Home-buying and selling in England and Wales could be "faster and less stressful" under plans to simplify sales and tackle gazumping.
Communities Secretary Sajid Javid launched an eight-week review, saying he wanted to "hear from the industry" on how to streamline home-buying.
Ways of locking in deals and stopping sellers accepting higher offers at the last minute will be considered.
But Labour said the plans were "feeble" and "smack of political diversion".
"This is a government out of touch and out of ideas," said Shadow housing secretary John Healey. "After seven years of failure, ministers still have no plan to fix the housing crisis."
The current 'call for evidence' follows proposals announced this month to look at new ways to protect leaseholders and tenants from "rogue agents" - both part of a drive by Mr Javid to modernise and improve the housing market.
Although a million homes are bought and sold in England every year, a quarter of sales fall through, wasting hundreds of millions of pounds.
Gazumping - when a seller accepts a higher offer from a new buyer, having previously accepted a lower offer - is among the most contentious of house-buying practices.
Ministers will look at schemes such as "lock-in agreements" as a means of building confidence in the housing chain, which often collapse leaving those involved disappointed and out of pocket.
The review will also look at ways of speeding up the process of home-buying, and will consider how to advise home buyers and sellers so they are sale-ready.
Mr Javid called on estate agents, mortgage lenders and solicitors to share their experiences of the housing market - in order to "help save people money and time so they can focus on what matters - finding their dream home".
He said: "Buying a home is one of life's largest investments, so if it goes wrong it can be costly. That's why we're determined to take action.
"We want to help everyone have a good quality home they can afford, and improving the process of buying and selling is part of delivering that. "
Alex Neill, of consumer magazine Which?, described the house-buying process as "outdated and flawed".
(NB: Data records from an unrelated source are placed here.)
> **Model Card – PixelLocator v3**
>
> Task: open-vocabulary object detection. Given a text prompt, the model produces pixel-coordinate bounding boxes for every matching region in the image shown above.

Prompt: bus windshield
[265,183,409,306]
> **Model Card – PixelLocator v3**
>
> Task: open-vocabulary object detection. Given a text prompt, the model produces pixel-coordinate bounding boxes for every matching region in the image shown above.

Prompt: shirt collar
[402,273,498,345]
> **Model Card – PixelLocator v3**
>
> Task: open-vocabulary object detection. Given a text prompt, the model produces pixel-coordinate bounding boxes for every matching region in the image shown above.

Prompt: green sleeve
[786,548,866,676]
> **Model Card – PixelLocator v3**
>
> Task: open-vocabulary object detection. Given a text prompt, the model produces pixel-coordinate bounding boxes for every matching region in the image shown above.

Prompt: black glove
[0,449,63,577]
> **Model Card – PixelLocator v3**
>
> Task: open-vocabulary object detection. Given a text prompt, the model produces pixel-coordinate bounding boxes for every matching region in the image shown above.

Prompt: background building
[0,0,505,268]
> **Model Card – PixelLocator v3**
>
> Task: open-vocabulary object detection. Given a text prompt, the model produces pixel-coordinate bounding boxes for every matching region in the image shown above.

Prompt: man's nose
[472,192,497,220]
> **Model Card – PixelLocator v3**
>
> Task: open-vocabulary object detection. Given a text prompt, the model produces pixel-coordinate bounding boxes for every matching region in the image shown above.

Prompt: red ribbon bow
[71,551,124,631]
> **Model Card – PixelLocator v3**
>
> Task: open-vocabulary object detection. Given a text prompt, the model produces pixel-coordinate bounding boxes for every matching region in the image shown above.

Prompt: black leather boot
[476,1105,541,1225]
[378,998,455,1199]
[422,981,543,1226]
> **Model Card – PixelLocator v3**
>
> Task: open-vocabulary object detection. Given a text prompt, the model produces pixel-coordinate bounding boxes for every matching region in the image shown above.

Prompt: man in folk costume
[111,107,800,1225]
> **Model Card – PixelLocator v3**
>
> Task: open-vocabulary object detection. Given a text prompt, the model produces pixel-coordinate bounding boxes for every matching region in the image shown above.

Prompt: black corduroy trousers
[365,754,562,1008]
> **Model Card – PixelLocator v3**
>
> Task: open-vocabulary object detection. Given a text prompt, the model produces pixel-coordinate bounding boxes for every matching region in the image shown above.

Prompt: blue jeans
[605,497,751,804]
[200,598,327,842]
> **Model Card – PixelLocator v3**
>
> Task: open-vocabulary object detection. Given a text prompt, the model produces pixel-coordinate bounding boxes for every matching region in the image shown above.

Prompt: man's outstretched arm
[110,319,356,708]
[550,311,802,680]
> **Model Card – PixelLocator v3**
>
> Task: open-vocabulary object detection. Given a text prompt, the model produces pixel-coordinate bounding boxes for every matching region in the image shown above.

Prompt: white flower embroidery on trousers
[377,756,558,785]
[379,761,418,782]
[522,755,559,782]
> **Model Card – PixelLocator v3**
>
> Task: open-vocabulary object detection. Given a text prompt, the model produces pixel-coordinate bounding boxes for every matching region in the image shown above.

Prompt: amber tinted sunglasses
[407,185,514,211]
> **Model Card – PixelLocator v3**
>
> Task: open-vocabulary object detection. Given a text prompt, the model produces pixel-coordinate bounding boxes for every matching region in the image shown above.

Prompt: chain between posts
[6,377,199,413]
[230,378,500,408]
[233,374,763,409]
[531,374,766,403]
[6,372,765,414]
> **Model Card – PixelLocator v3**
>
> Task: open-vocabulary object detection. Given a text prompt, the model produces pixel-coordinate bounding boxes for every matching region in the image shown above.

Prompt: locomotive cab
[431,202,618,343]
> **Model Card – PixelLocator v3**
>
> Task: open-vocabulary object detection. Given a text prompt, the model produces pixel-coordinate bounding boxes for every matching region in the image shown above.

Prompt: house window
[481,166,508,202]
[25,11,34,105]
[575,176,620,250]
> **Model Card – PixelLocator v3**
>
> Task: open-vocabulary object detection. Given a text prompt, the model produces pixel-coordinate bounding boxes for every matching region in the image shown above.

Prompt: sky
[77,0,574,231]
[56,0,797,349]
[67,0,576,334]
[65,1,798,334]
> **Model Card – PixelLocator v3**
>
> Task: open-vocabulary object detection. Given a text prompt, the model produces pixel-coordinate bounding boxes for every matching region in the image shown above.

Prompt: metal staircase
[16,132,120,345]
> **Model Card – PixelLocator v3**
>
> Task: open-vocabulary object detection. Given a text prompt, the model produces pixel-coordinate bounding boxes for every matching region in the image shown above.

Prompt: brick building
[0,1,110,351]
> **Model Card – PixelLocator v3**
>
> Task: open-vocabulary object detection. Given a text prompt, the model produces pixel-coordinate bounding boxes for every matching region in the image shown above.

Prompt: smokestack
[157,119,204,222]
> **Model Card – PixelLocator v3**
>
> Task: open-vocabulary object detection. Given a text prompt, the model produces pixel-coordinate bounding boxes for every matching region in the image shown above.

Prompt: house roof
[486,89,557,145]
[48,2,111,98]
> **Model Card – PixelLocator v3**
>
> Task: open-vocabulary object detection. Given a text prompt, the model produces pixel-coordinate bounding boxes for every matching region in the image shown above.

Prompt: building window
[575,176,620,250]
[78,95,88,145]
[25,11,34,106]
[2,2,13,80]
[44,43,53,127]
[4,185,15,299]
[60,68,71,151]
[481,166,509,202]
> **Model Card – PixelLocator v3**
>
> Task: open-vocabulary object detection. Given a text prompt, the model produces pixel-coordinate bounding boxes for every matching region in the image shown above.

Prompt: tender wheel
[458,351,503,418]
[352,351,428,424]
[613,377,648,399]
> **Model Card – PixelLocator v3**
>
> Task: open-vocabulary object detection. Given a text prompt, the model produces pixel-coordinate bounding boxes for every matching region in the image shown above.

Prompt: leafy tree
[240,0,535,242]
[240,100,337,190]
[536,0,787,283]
"Buying a home can be one of the most stressful experiences in life, with sales often taking too long or falling through, with some consumers losing substantial sums of money.
"The government must put consumers first, ensuring that estate agents deliver a better service for both home-buyers and sellers and that the conveyancing process is simplified."
Mark Hayward, of the National Association of Estate Agents Propertymark, agreed there was "scope to improve the process for home buying and selling".
But the estate agent Robert Red from Wright Marshall estate agents said stopping gazumping was difficult to avoid because it was a legal obligation to pass on an offer to a client.
"No matter how distasteful I might find it, I have to, by law, report [an increased offer] to my client, and my client will make the decision about that offer, and I have to carry out their instructions via the legal process," he told BBC Radio 5 Live.
In a government survey of more than 2,000 people who have bought or sold a home recently, nearly half (46%) of sellers had concerns about a buyer changing their mind after making an offer.
The survey found a quarter (24%) of sellers said they would use a different estate agent if they had to go through the process again, while almost a third (32%) of sellers and 28% of buyers were dissatisfied with the other party's solicitor.